Quatre mois après le début de l’épidémie, en septembre 2020, Jean-Pierre Dupuy se désole de la persistance du covido-scepticisme et des idées fausses qu’il véhicule et, paraphrasant Ludwig Wittgenstein, il conclut : « ce dont on ne sait parler, il vaut mieux le taire ». Il a été interrogé sur la façon dont le concept de « catastrophisme éclairé », dont il est l’auteur, permet de comprendre l’émergence de la pandémie de Covid-19. Remarquant que nous ne sommes pas dans une catastrophe annoncée puisque nous y sommes plongés, son concept n’est donc pas pertinent mais montre que nous n’avons pas su convertir en croyance le savoir que nous avions d’une possible catastrophe. Cela le conduit à renouveler ses critiques des « collapsologues » (et des optimistes béats) qui réfutent un catastrophisme qui ne saurait être « éclairé » car, selon eux, l’apocalypse étant certaine, les efforts pour l’éviter sont vains. Ce catastrophisme peut s’appliquer à un risque de pandémie future, il consiste à emprunter un chemin de crête en combinant deux démarches : annoncer un avenir avec une catastrophe, elle fait office de dissuasion, et sa non-occurrence pour préserver l’espoir.

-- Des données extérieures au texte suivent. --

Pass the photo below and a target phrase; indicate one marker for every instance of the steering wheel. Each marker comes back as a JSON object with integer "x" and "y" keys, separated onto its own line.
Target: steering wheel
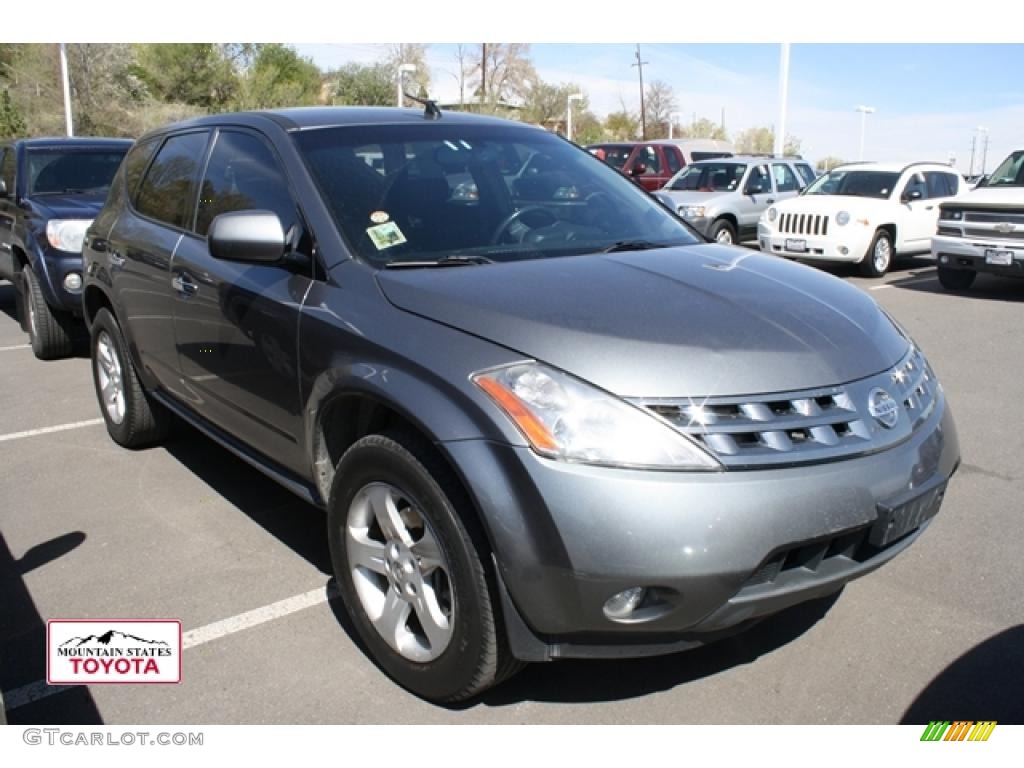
{"x": 513, "y": 217}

L’auteur conclut qu’il n’est pas certain que le pire ait été évité. Son livre est une analyse opportune et sévère des réactions qu’a suscitées l’épidémie à propos des mesures prises par les pouvoirs publics pour la maîtriser. Il souligne que le coronavirus était un « virus moral » car il nous enjoignait de penser aux autres pour sauver des vies. Il considère que les réactions des intellectuels sceptiques ont contribué à déstabiliser l’opinion et que, collectivement, nous n’avons pas été à la hauteur de notre passé. Le lecteur ne trouvera pas, dans ce livre, des réflexions sur « le monde d’après », mais celui-ci l’aidera à mieux comprendre les questions éthiques qu’a posées une épidémie qui a été une catastrophe.